Before that maybe Edison had noticed, maybe he hadn’t. But that was the first time I had the Talk with my son about skin color.
“You remember what I told you?”
“That my skin was brown because I had more melanin than anyone else in the school.”
“Right. Because everyone knows it’s better to have more of something than less. And melanin protects your skin from damage from the sun, and helps make your eyesight better, and Tommy Phipps would always be lacking. So actually, you were the lucky one.”
Slowly, like water on parched pavement, the smile evaporates from Edison’s face. “I don’t feel so lucky now,” he says.
—
AS LITTLE GIRLS, my older sister and I looked nothing alike. Rachel was the color of fresh-brewed coffee, just like Mama. Me, I was poured from the same pot, but with so much milk added, you couldn’t even taste the flavor anymore.
The fact that I was lighter got me privileges I didn’t understand, privileges that drove Rachel crazy. Tellers at banks gave me lollipops, and then, as an afterthought, offered one to my sister. Teachers called me the pretty Brooks sister, the good Brooks sister. During class portraits, I would be moved up to the front row; Rachel got hidden in the back.
Rachel told me that my real father was white. That I wasn’t really part of our family.
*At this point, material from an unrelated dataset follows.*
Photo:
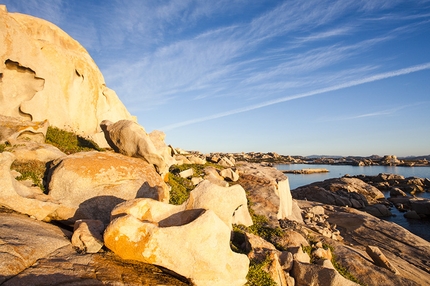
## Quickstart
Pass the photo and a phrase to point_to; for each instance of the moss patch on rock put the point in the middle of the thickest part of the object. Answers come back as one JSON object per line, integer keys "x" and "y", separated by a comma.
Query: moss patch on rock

Then, Rachel and I got into it one day and started yelling at each other and I said something about going to live with my real daddy. That night my mama sat me down and showed me pictures of my father, who was also Rachel’s father—a man with light brown skin like mine—holding me as a newborn. The date on the photo was a full year before he left all three of us for good.
Rachel and I grew up as different as two sisters could be. I’m short, and she’s tall as a queen. I was an avid student; she was naturally smarter than I was, but hated school. She embraced what she referred to as her “ethnic roots” in her twenties, legally changed her name to Adisa, and started wearing her hair in its natural kinky state. Although a lot of ethnic names are Swahili, Adisa comes from the Yoruba language, which she’ll tell you is West African—“where our ancestors actually came from when they were brought here as slaves.” It means, One who is clear. See, even her name judges the rest of us for not knowing the truths that she does.
Now, Adisa lives near the train tracks in New Haven in a neighborhood where drug deals go down in broad daylight and young men shoot at each other throughout the night; she has five kids, and she and the father of her children have minimum-wage jobs and barely scrape by. I love my sister to death, but I don’t understand the choices she’s made any more than she can understand mine.
I’ve wondered, you know. If my drive to become a nurse, to want more, to achieve more for Edison all came from the fact that even between two little Black sisters, I had a head start. I’ve wondered if the reason Rachel turned herself into Adisa was because feeding that fire inside herself was exactly what she needed to believe she had a chance to catch up.